W.1: "The authors connect the repeating question prompts with the human's thinking process, which is a causal argument without justification to back this up. It is hard to be convinced this is how and why the repeated prompts help."
-
We appreciate your constructive comments. What we intended to convey is that the Re2 strategy for LLMs is inspired by human cognitive processes, rather than aiming to strictly connect Re2 with human reading patterns. We agree that the connection between LLM's thinking and human cognition is an intricate and subtle matter, one that will require further exploration and research in the future. To avoid any potential misunderstandings, we will subsequently revise relevant statements to be more rigorous.
-
Regarding the working mechanism, our method aligns with information processing in neural networks, enhancing the model's depth of processing and allocating more computing resources to encode input. Additionally, the second pass of the question can see the complete input of the first pass, achieving a "bidirectional" understanding within the unidirectional decoder-only LLM. Importantly, we conducted experiments to analyze why Re2 is effective.

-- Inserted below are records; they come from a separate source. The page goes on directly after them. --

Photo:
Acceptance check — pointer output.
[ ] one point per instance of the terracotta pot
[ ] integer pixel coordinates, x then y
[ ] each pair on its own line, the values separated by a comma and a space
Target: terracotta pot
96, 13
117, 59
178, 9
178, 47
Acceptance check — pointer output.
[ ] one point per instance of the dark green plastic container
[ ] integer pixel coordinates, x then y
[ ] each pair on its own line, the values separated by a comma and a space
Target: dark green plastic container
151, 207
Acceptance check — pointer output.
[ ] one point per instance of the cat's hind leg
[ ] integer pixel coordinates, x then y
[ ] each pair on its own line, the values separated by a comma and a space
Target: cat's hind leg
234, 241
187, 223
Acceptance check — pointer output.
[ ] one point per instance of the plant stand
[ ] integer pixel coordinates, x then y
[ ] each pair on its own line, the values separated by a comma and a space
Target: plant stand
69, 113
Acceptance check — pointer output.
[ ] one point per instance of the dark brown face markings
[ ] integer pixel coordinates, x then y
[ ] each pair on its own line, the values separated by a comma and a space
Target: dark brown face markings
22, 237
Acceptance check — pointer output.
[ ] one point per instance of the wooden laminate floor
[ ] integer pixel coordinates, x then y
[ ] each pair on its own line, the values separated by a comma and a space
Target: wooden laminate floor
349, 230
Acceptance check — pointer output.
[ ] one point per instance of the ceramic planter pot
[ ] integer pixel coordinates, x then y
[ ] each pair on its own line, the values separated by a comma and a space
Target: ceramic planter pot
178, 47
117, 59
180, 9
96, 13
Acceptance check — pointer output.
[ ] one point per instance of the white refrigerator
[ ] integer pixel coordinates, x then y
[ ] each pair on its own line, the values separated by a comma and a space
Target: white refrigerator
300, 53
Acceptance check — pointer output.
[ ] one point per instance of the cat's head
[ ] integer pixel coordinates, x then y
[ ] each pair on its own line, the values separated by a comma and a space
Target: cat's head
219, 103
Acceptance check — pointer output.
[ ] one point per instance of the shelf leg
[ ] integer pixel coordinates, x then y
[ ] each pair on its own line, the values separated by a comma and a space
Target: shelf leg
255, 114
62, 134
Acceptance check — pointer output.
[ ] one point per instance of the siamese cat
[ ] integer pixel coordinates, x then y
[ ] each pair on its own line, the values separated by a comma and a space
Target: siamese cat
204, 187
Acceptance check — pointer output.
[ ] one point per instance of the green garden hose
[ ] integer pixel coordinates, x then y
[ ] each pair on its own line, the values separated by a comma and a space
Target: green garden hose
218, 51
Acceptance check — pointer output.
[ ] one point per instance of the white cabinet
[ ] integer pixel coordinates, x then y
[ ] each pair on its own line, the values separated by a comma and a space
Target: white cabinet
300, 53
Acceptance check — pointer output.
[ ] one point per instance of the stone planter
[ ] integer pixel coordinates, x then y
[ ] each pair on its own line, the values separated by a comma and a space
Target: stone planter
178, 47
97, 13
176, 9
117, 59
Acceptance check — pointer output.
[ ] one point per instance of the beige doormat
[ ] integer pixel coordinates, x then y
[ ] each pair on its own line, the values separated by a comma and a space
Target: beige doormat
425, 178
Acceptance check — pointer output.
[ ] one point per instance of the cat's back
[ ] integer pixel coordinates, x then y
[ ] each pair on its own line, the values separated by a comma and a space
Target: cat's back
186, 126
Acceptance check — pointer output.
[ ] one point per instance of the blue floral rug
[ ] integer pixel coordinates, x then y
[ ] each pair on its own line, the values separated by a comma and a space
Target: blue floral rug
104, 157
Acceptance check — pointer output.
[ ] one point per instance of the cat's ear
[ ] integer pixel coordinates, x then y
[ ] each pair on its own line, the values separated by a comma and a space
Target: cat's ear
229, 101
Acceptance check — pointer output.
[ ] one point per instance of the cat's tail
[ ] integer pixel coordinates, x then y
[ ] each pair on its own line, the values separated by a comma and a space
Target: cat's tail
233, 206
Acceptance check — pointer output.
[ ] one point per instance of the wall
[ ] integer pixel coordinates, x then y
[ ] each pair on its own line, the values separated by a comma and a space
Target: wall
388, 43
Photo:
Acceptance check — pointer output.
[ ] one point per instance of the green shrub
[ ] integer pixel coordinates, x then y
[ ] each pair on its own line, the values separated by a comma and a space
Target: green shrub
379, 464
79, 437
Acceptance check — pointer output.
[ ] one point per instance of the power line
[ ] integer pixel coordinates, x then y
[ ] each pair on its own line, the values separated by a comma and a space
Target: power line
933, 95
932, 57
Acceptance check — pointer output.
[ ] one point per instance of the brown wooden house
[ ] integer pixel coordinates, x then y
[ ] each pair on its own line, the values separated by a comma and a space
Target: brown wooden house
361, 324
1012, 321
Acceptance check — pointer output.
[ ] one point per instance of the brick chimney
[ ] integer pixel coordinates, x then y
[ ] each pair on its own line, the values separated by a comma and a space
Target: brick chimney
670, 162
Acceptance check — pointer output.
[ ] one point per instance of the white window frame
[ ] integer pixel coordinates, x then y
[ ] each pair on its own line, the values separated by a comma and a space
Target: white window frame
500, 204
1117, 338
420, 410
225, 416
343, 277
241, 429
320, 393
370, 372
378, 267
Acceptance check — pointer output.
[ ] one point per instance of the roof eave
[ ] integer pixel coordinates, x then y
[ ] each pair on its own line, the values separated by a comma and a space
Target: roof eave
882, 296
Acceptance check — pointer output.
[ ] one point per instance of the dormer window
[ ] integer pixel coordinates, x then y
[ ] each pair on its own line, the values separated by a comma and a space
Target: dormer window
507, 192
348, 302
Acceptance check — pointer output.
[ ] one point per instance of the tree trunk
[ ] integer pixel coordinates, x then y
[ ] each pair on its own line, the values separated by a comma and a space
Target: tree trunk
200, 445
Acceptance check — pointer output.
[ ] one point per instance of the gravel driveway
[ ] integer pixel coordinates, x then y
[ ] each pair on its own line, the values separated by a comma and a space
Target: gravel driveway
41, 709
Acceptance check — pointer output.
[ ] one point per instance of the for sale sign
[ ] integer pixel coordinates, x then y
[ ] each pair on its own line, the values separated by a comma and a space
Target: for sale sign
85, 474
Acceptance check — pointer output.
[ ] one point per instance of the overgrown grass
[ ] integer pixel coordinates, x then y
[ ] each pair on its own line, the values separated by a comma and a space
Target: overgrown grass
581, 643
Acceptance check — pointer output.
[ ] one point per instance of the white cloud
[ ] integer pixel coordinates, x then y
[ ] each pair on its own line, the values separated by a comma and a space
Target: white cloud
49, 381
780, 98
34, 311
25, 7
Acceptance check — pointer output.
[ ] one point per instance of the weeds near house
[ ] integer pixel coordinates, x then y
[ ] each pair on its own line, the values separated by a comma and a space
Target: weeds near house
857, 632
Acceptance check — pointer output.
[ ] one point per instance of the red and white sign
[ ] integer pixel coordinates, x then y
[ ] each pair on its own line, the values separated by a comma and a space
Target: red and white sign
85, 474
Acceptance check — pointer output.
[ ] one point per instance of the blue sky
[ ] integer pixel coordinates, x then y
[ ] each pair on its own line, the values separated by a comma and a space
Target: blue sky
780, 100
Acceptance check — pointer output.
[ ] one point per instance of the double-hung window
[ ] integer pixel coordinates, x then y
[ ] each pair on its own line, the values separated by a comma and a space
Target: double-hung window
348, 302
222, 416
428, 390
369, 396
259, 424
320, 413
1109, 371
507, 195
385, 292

Figure 3 shows that Re2 enhances the model's n-gram (n=1,2,3,4) recall in the output explanations, indicating that Re2 improves the model's focus on the question during the generation stage. Furthermore, in Appendix B, we also performed attention visualization. The results show that tokens in the second pass can focus on the tokens behind the corresponding positions in the first pass, thereby enabling a “bidirectional” understanding of the question through Re2. We hope the clarification provided may help address your concern.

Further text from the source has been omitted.